Post
Topic
Board Legal
Re: GENIUS Act
by
freedomgo
on 04/08/2025, 02:51:09 UTC
The Big Loser From the ‘Genius Act’ Is $156 Billion Crypto Giant Tether
Bill laying out rules for stablecoins would force issuers like Tether to be audited and end risky practices

Congress is set to bring stablecoins into the financial mainstream, with legislation that has sparked a frenzy of interest from startups, banks and even retailers like Walmart that were previously wary of cryptocurrencies.

But the bill, known as the Genius Act, has a tough message for Tether, the No. 1 player in stablecoins: Shape up or get kicked out of the U.S. market.
link

I think regulation is fair in this case because from the start, USDT has always been tied to the US dollar, which is the most powerful currency globally ( i think)... The law just formalizes things to protect users and ensure that every token is backed 1:1 with real USD. And, the US benefits since the issuer needs to purchase treasury bonds, which indirectly strengthens their economy.

But now, there’s a big difference compared to before.
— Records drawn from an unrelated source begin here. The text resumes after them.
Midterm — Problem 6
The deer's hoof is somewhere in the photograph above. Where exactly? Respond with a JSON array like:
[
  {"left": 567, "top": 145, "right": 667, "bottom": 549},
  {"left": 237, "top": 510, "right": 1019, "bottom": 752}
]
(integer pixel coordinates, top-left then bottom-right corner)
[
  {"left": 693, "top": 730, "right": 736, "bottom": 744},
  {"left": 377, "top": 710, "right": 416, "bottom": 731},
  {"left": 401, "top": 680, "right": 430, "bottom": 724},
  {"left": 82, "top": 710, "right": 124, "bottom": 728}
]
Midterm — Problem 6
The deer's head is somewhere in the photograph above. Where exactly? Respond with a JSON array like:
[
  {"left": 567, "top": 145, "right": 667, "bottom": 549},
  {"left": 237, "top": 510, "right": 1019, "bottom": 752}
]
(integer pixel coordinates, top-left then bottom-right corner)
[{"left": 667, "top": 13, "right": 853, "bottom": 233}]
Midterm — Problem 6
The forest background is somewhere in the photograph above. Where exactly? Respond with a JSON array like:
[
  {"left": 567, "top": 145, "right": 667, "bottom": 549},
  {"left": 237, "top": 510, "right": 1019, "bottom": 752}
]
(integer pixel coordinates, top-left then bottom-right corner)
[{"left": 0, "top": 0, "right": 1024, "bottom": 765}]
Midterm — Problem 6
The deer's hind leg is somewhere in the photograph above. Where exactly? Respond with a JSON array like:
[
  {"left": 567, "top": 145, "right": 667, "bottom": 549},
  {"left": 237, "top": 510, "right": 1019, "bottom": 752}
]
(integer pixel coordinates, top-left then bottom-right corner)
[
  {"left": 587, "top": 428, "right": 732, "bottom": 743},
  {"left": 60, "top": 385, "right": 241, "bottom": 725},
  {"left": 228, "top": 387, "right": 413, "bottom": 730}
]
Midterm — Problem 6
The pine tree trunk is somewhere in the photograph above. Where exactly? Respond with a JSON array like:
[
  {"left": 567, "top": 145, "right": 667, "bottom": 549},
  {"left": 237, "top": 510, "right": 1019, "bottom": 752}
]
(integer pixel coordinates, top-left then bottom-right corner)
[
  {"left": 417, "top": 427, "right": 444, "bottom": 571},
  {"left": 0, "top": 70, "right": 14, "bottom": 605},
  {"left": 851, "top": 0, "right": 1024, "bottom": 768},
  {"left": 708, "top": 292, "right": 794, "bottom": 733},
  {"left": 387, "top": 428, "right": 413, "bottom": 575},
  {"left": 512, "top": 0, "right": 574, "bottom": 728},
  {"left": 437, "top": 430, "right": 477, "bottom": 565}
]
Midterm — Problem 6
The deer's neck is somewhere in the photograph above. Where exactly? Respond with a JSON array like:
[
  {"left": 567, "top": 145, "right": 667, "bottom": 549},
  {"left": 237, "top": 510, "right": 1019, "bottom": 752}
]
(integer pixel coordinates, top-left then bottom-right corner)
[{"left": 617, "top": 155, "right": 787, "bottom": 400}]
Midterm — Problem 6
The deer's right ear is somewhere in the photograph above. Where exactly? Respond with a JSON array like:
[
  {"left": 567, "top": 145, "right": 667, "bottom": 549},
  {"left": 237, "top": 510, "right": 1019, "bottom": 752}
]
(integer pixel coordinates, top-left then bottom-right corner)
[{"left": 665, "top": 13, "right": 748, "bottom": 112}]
Even though USDT still uses the crypto network for transactions, it’s practically like a bank now. Anyone using it is subject to audits, strict KYC, and anti-money laundering checks, so privacy is basically gone in this area.

Another thing is that issuers can’t offer staking or interest-bearing services anymore because the law is very strict on that. It looks like they only want these issuers to make money from transaction fees and nothing else.